Friday, July 16, 2010

Two Very Personal Stories

We have just finished reading two very different tales of young men who struggled in school and life and who built upon their experiences to find their own unique paths to adulthood. These are not books for children; the authors are now adults and both write frankly about their struggles with their sexual lives in the face of their social limitations. 

The first book is by Quinn Bradlee, son of Ben Bradlee, former editor of the Washington Post and Sally Quinn, a well-known journalist. Quinn's book, A Different Life: Growing Up Learning Disabled and Other Adventures, written with Jeff Himmelman, tells the story of his life with learning disabilities and physical ailments caused by a genetic syndrome called Velo-Cardi-Facial-Syndrome (VCFS). Quinn was not given a specific diagnosis until adolescence, and he and his family struggled for years to understand why he faced so many physical and cognitive challenges and how best to help him. He attended several well known schools for students with learning differences: The Washington Lab School, The Gow School, and Landmark College, but did not obtain a college degree. 

While Quinn's story is compelling, it is diminished in the telling by his frequent references to his illustrious ancestors and powerful present day contacts. His extraordinary privilege and the infrastructure available to him are not something available to other individuals who struggle with similar problems.

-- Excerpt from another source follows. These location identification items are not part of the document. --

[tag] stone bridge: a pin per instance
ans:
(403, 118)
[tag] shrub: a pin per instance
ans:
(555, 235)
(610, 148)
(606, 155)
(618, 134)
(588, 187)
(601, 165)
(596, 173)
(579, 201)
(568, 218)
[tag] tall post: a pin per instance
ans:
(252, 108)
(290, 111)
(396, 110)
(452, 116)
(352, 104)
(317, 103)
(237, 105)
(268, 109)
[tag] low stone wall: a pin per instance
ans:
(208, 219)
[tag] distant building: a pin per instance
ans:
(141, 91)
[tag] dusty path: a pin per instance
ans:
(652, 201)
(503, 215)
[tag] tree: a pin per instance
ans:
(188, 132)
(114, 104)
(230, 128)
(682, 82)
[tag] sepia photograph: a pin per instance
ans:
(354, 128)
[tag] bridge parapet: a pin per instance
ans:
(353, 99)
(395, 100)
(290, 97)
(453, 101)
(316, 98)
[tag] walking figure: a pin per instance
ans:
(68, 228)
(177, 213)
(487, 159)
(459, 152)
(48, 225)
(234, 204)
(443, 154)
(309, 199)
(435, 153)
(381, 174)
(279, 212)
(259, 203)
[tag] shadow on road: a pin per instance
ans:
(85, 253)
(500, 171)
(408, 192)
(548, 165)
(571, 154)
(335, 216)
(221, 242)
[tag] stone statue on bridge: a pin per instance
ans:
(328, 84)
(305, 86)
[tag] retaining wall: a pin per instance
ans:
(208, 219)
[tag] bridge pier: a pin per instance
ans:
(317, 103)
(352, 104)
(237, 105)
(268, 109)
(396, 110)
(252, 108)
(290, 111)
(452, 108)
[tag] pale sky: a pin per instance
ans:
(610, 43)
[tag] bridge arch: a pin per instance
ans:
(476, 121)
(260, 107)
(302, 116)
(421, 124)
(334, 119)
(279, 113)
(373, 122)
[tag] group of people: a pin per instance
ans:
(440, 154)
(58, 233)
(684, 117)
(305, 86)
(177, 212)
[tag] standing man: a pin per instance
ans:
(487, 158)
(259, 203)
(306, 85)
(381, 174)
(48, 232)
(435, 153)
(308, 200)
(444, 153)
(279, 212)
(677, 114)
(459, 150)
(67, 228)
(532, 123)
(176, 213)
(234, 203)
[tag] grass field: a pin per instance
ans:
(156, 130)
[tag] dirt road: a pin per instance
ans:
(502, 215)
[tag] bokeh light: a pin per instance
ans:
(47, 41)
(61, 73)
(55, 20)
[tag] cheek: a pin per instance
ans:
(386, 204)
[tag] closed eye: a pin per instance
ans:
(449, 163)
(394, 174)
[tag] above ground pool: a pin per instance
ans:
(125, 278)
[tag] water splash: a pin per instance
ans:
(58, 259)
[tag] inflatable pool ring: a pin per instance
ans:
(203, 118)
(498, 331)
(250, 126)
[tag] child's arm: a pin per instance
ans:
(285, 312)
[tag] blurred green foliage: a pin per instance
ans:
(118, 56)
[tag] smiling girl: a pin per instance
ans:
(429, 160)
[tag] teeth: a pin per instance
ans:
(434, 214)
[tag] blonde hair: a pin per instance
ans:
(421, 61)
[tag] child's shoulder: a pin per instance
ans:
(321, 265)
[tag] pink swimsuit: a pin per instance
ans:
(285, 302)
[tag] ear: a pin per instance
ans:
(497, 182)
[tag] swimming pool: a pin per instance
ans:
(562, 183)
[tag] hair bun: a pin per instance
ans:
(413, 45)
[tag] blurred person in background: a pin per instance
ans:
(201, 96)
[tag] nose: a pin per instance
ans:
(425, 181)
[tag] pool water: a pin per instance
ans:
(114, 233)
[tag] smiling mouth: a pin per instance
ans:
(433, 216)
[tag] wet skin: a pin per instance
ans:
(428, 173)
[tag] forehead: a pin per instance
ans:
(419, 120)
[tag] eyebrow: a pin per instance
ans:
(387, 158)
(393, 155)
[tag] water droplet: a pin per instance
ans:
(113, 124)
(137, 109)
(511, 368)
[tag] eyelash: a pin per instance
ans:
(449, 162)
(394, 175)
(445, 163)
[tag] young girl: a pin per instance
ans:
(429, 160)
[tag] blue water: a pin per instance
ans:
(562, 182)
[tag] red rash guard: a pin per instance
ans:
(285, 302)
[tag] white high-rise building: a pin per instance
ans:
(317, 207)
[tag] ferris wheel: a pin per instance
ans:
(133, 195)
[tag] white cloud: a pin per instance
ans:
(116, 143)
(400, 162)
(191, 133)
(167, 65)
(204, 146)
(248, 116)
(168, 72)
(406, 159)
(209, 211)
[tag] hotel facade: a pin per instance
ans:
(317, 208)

Atypical: Life with Asperger's in 20 1/3 Chapters  by Jesse Saperstein (a distant cousin of your blogger) is the story of a young man with "mild" Asperger's syndrome. Jesse and his family dealt with the impact of his difficulties with social interactions from the time he was a young child, but he did not receive a diagnosis of this form of high functioning autism until he was 14. His issues did not include learning challenges, but his serious lack of social cognition set him aside from his classmates and created substantial difficulties for his family. As the author warns his readers at the beginning of his book, "Please be forewarned that you are about to read the observations and life lessons of someone who entertains himself by farting in public and conversing in gibberish with his cats." 

Jesse graduated from college but after drifting in and out of a number of jobs, he decided to hike the Appalachian Trail. It was this experience, and his work at a camp for children with HIV and AIDS, that helped him move beyond his own difficulties and led him to write his book and become a motivational speaker. He's an excellent writer and we'll be looking for his next book.